Apr 21, 2016 · post
Summarization as a Gateway to Computable Language
Analyzing unstructured text data such as news, emails, chats, narrative prose, legal documents, or transcribed speech is an extremely tough problem. Thanks to massive leaps in data engineering, we can just about store and retrieve this torrent of information. But we can’t yet conduct the kind of rich and fast analyses that we take for granted with structured, quantitative data.
Our newly released summarization report is a response to this problem in two senses.
Summaries make documents more manageable
The first is the more obvious: by definition, summarization makes documents shorter and more manageable while retaining meaning. If you want to learn how to build automatically generated extractive summaries in your product, then the specific algorithms and prototypes we describe will definitely be interesting.
Summarization algorithms therefore have embedded within them a key component of one of the most fundamental problems in machine intelligence: how to extract and process the meaning of human language.
But the second way summarization is relevant to the problem of analyzing unstructured text is more general and, we think, more significant.
To automatically summarize text, a necessary first step is to vectorize it. That is, to rewrite it as a sequence of numbers that a computer can operate on. There are lots of ways to do this. The best (such as topic models or neural-network-based language embeddings such as skip-thoughts) are more than just counts of words. They do a good job of retaining the semantic meaning of the document in a way that is accessible to computers. We talk about them more in the report.

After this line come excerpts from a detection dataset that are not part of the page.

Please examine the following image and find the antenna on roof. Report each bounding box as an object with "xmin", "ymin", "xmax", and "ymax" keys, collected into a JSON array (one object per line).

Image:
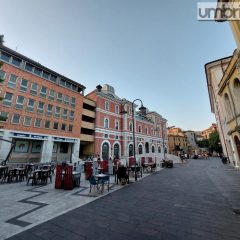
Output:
[{"xmin": 0, "ymin": 35, "xmax": 4, "ymax": 46}]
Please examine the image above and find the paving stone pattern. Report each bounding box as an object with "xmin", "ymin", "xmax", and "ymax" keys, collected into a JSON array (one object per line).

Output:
[{"xmin": 6, "ymin": 158, "xmax": 240, "ymax": 240}]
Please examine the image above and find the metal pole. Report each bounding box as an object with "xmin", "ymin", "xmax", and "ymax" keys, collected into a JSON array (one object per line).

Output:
[
  {"xmin": 162, "ymin": 124, "xmax": 165, "ymax": 159},
  {"xmin": 132, "ymin": 100, "xmax": 137, "ymax": 181}
]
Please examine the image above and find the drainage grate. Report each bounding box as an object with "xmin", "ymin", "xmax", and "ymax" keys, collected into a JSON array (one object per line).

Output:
[{"xmin": 232, "ymin": 208, "xmax": 240, "ymax": 215}]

Done well, vectorization allows the subsequent steps of a summarization algorithm to find the key ideas in a document, which it can use to generate a summary. But vectorization is also the first step for the countless other tasks that, like summarization, implicitly involve the computer working with the meaning of a document.

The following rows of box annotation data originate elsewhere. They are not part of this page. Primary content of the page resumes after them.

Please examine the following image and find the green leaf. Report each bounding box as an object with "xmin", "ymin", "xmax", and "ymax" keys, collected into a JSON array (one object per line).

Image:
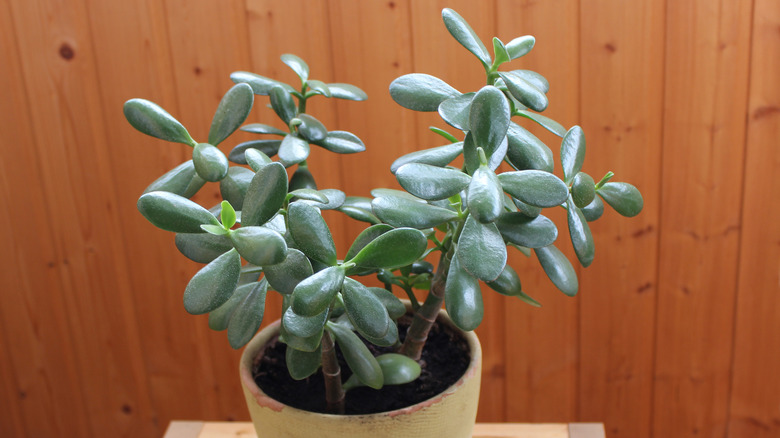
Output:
[
  {"xmin": 506, "ymin": 35, "xmax": 536, "ymax": 59},
  {"xmin": 534, "ymin": 245, "xmax": 579, "ymax": 297},
  {"xmin": 498, "ymin": 170, "xmax": 569, "ymax": 208},
  {"xmin": 328, "ymin": 83, "xmax": 368, "ymax": 101},
  {"xmin": 268, "ymin": 86, "xmax": 297, "ymax": 125},
  {"xmin": 124, "ymin": 99, "xmax": 195, "ymax": 146},
  {"xmin": 263, "ymin": 248, "xmax": 314, "ymax": 294},
  {"xmin": 312, "ymin": 131, "xmax": 366, "ymax": 154},
  {"xmin": 144, "ymin": 160, "xmax": 206, "ymax": 198},
  {"xmin": 137, "ymin": 192, "xmax": 220, "ymax": 233},
  {"xmin": 566, "ymin": 198, "xmax": 596, "ymax": 268},
  {"xmin": 444, "ymin": 257, "xmax": 484, "ymax": 331},
  {"xmin": 390, "ymin": 142, "xmax": 463, "ymax": 173},
  {"xmin": 192, "ymin": 143, "xmax": 229, "ymax": 182},
  {"xmin": 341, "ymin": 277, "xmax": 390, "ymax": 339},
  {"xmin": 230, "ymin": 71, "xmax": 295, "ymax": 96},
  {"xmin": 228, "ymin": 281, "xmax": 268, "ymax": 349},
  {"xmin": 390, "ymin": 73, "xmax": 460, "ymax": 111},
  {"xmin": 455, "ymin": 216, "xmax": 507, "ymax": 281},
  {"xmin": 228, "ymin": 140, "xmax": 282, "ymax": 164},
  {"xmin": 351, "ymin": 228, "xmax": 428, "ymax": 269},
  {"xmin": 438, "ymin": 92, "xmax": 477, "ymax": 131},
  {"xmin": 561, "ymin": 126, "xmax": 585, "ymax": 184},
  {"xmin": 292, "ymin": 266, "xmax": 344, "ymax": 316},
  {"xmin": 241, "ymin": 123, "xmax": 288, "ymax": 136},
  {"xmin": 209, "ymin": 83, "xmax": 255, "ymax": 146},
  {"xmin": 184, "ymin": 249, "xmax": 241, "ymax": 315},
  {"xmin": 298, "ymin": 114, "xmax": 328, "ymax": 142},
  {"xmin": 596, "ymin": 182, "xmax": 644, "ymax": 217},
  {"xmin": 506, "ymin": 123, "xmax": 554, "ymax": 173},
  {"xmin": 441, "ymin": 8, "xmax": 491, "ymax": 67},
  {"xmin": 281, "ymin": 53, "xmax": 309, "ymax": 84},
  {"xmin": 175, "ymin": 233, "xmax": 233, "ymax": 263},
  {"xmin": 467, "ymin": 166, "xmax": 504, "ymax": 223},
  {"xmin": 287, "ymin": 202, "xmax": 336, "ymax": 266},
  {"xmin": 498, "ymin": 72, "xmax": 549, "ymax": 111},
  {"xmin": 371, "ymin": 196, "xmax": 458, "ymax": 230},
  {"xmin": 395, "ymin": 163, "xmax": 471, "ymax": 201},
  {"xmin": 517, "ymin": 110, "xmax": 566, "ymax": 137},
  {"xmin": 230, "ymin": 227, "xmax": 287, "ymax": 266},
  {"xmin": 326, "ymin": 322, "xmax": 384, "ymax": 389}
]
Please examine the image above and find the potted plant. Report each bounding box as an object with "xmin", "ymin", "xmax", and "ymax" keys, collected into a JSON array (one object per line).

The technologies we use to summarize documents have many other potential uses
We’re really excited about the summarization algorithms and prototypes we describe in the report, which are great solutions to a valuable specific task. But we’re perhaps even more excited about the way in which they point to better approaches to simplification, translation, semantic search, document clustering, image caption generation, and even speech recognition. In that sense, they open a gateway to a future in which machine intelligence can truly understand human language.